Lettland wurde in den vergangenen Jahrhunderten immer wieder von Völkern erobert und besetzt. Skandinavier, Deutsche, Polen und Russen um nur einige zu nennen, herrschten über "Livland" das einstige Hansegebiet, das im Wesentlichen Estland und Lettland umfasste. Die wichtigste livländische Stadt "Riga" wurde Hansestadt und ist bis heute mehr als stolz darauf.
Nach dem Zweiten Weltkrieg wurde Lettland von den Russen besetzt und erkämpfte erst im Jahre 1991 seine endgültige Unabhängigkeit. Russisch ist deshalb noch immer die wichtigste Fremdsprache in Lettland und Russland der wichtigste Herkunftsmarkt für den Tourismus.

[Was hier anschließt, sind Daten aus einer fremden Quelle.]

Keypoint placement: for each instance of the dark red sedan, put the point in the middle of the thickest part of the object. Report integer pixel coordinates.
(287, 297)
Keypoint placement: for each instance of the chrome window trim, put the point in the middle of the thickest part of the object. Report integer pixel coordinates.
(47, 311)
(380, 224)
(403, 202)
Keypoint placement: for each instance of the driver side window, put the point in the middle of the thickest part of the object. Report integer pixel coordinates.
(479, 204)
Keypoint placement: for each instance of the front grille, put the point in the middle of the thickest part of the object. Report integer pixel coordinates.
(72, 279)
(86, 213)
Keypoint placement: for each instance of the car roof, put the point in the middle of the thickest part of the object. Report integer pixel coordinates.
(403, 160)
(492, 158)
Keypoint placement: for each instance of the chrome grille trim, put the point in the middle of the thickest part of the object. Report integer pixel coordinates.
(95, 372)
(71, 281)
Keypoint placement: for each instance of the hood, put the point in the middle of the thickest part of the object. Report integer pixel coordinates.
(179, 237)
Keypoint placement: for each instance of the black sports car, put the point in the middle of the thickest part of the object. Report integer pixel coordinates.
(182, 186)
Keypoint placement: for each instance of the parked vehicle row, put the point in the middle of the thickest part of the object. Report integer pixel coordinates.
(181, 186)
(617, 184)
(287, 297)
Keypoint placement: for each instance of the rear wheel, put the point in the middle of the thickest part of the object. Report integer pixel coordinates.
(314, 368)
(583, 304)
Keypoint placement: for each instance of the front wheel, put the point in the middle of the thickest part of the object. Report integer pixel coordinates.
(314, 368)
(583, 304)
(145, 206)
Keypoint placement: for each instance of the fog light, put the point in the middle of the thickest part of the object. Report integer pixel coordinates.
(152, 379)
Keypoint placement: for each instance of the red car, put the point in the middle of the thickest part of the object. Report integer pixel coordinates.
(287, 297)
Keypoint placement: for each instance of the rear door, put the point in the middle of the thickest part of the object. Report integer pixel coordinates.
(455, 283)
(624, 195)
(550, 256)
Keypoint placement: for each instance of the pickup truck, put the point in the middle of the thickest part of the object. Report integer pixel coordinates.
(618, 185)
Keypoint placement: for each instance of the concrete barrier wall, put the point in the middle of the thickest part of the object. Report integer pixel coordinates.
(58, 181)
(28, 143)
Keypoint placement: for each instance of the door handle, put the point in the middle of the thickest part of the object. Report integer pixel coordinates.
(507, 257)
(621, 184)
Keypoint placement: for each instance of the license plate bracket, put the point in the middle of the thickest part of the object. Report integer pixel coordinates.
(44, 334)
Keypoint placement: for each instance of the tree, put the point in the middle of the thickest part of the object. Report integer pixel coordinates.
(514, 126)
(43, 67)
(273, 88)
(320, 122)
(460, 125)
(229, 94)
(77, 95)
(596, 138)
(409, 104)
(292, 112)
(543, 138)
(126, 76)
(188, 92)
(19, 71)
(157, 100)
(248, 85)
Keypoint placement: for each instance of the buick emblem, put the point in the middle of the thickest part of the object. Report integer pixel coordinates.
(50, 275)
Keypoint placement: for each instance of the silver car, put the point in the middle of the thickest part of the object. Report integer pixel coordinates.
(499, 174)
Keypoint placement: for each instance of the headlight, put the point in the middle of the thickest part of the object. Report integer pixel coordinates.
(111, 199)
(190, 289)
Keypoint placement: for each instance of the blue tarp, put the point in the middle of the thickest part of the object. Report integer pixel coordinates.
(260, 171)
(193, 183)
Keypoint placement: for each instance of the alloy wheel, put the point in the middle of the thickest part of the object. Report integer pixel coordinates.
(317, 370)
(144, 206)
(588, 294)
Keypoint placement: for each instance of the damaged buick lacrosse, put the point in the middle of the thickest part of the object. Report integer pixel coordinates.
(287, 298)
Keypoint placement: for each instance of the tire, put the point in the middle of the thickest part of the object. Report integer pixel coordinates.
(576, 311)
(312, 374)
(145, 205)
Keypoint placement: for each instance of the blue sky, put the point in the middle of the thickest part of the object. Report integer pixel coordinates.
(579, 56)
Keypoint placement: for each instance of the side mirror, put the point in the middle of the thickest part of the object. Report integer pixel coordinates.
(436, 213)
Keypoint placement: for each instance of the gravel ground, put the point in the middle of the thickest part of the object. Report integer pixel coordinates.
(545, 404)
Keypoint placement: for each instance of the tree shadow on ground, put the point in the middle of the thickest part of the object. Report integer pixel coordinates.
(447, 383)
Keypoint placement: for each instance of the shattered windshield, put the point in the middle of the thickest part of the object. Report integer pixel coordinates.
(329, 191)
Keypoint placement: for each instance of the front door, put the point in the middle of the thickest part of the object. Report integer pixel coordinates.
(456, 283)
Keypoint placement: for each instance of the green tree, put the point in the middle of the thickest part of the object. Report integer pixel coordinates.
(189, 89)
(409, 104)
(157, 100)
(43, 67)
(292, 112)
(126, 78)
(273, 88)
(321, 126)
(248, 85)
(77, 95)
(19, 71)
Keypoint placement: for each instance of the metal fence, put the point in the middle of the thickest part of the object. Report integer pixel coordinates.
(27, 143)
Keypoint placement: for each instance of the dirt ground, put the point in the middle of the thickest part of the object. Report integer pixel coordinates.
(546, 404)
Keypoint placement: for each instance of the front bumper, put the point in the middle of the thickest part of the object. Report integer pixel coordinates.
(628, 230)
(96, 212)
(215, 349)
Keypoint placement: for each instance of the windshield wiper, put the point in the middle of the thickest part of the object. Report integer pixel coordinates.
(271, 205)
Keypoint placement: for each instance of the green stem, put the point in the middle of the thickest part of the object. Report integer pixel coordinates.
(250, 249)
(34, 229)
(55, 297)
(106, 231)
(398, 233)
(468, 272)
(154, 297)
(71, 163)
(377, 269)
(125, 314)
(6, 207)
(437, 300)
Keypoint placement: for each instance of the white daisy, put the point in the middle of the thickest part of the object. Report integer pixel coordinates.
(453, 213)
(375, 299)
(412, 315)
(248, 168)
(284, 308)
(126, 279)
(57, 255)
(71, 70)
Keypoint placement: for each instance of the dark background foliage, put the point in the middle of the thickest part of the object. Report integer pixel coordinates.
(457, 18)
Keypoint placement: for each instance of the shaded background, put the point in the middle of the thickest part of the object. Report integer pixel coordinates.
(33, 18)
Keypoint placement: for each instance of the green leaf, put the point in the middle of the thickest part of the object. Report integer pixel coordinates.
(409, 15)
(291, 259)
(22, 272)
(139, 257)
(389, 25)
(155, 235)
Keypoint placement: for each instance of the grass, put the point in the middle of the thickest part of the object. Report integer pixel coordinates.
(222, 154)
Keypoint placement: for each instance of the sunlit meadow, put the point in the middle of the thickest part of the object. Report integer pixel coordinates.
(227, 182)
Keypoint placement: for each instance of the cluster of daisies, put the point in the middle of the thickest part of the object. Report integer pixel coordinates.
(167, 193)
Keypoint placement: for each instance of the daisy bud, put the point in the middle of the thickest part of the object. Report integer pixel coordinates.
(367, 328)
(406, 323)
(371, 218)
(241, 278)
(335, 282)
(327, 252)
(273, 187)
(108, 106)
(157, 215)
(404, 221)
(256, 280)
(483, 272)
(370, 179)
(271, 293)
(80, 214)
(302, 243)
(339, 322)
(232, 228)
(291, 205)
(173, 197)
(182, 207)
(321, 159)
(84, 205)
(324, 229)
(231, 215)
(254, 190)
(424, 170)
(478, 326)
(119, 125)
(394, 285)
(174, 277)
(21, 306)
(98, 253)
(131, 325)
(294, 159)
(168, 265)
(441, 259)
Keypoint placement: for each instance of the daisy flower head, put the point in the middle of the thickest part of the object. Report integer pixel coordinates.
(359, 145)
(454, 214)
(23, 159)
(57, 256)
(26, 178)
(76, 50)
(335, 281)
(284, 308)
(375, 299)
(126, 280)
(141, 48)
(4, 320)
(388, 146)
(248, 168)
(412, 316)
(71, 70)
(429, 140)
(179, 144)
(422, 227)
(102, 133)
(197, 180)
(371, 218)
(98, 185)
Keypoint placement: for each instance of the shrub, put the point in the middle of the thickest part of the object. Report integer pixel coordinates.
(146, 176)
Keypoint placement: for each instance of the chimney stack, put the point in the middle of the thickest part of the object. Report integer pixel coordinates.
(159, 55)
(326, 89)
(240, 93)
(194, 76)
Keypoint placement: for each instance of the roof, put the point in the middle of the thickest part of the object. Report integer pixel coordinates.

Riga, ist nicht nur die größte Stadt im gesamten Baltikum (ca. 700.000 Einwohnern), sondern auch die "Hauptstadt des Jugendstils". Hier gibt es rund 800 Gebäude im Jugendstil wovon sich die meisten im Stadtzentrum befinden. Die UNESCO erklärte daher die Altstadt Rigas zum Weltkulturerbe. Lettland ist seit 01. Mai 2004 Mitglied der EU und der NATO. 2014 wird Riga, zusammen mit Umea in Schweden, auch Kulturhauptstadt Europas.
Aus Latvian wurde airBaltic
Ziviler Luftverkehr spielte sich vor der Unabhängigkeit Lettlands eher im bescheidenen Rahmen ab. Riga wurde hauptsächlich von russischen Airlines mit ihren Tupolevs und Antonovs angeflogen, später gesellte sich "Lithuanian Air" aus Vilnius dazu.
Doch das Land entwickelte sich wirtschaftlich recht gut und als unabhängiger Staat wollte man auch eine eigene, nationale Fluglinie aufbauen. Zwar existierten seit 1992 mit "Baltic International" und "Latavio-Latvian Airlines" zwei mehr oder weniger private Airlines in Lettland, doch so richtig identifizieren konnte sich der lettische Staat damit nicht. So kamen seit der Anerkennung der Unabhängigkeit viele Unternehmensberater ins Land und mit Bertolt Flick war seit 1992 auch ein deutscher Manager vor Ort, dem man zutraute, eine lettische Airline auf die Beine zu stellen und diese nachhaltig gewinnbringend zu führen.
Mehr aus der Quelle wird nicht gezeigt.